Although dapagliflozin did not affect mean N-terminal pro b-type natriuretic peptide (NT-proBNP) levels in persons with heart failure with reduced ejection fraction (HFrEF), the proportion of patients demonstrating clinical improvements heart failure-associated health status increased, according to study results published in Circulation.

Researchers assessed results from the DEFINE-HF trial, a randomized, placebo-controlled, double-blind trial of 263 individuals with HFrEF. Heart failure with reduced ejection fraction was defined as New York Heart Association class II or III, ≥16 weeks of diagnosed HF, left ventricular ejection fraction ≤40%, estimated glomerular filtration rate ≥30 mL/min/1.73 m², and high natriuretic peptides. Researchers randomly assigned participants to standard care plus daily dapagliflozin 10 mg (n=131) or placebo (n=132) for 12 weeks.

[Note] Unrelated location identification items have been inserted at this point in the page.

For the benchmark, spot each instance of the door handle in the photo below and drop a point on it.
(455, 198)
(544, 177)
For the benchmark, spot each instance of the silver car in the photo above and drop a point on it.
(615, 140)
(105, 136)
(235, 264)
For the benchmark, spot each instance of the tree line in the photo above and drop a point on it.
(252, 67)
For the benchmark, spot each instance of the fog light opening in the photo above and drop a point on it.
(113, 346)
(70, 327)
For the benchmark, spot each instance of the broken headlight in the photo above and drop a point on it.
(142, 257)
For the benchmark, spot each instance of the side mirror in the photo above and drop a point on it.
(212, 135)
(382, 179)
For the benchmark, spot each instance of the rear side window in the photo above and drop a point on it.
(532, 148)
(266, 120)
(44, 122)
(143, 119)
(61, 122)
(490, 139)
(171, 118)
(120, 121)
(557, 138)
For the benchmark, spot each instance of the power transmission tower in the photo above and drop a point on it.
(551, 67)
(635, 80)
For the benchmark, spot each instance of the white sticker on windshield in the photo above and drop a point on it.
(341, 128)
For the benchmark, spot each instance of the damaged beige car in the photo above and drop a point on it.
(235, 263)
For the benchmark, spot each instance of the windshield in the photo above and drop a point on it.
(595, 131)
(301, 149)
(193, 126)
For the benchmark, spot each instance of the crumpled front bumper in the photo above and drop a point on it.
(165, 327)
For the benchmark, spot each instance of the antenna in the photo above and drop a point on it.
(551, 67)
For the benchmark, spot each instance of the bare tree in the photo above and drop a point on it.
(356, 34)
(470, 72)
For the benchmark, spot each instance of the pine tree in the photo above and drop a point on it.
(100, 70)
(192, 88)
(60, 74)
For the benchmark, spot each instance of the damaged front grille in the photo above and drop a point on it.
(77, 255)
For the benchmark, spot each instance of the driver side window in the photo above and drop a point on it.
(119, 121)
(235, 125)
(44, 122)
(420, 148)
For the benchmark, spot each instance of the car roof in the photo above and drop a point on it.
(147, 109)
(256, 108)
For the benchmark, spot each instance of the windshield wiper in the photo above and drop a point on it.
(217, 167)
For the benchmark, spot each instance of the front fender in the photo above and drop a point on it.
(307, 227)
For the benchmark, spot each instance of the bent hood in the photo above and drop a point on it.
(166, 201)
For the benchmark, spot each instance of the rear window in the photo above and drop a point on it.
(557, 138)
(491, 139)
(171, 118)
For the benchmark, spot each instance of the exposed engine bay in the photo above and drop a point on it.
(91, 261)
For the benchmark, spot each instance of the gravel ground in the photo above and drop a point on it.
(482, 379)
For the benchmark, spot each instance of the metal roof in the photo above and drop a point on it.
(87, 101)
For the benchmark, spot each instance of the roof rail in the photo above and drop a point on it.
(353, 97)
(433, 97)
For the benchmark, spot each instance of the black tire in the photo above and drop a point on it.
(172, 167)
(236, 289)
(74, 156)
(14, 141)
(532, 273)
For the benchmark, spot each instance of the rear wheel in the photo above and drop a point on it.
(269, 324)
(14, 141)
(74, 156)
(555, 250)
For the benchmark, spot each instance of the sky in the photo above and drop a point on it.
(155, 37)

Using the Kansas City Cardiomyopathy Questionnaire (KCCQ), researchers defined the primary objectives as (1) average 6- and 12-week adjusted mean NT-proBNP and (2) proportions of individuals with improved HF-related health status (threshold, ≥5-point KCCQ increase) or NT-proBNP (threshold, ≥20% decrease). They used a generalized linear mixed model to evaluate mean NT-proBNP, and they used logistic regression to evaluate the proportional HF-related improvements for dapagliflozin vs placebo.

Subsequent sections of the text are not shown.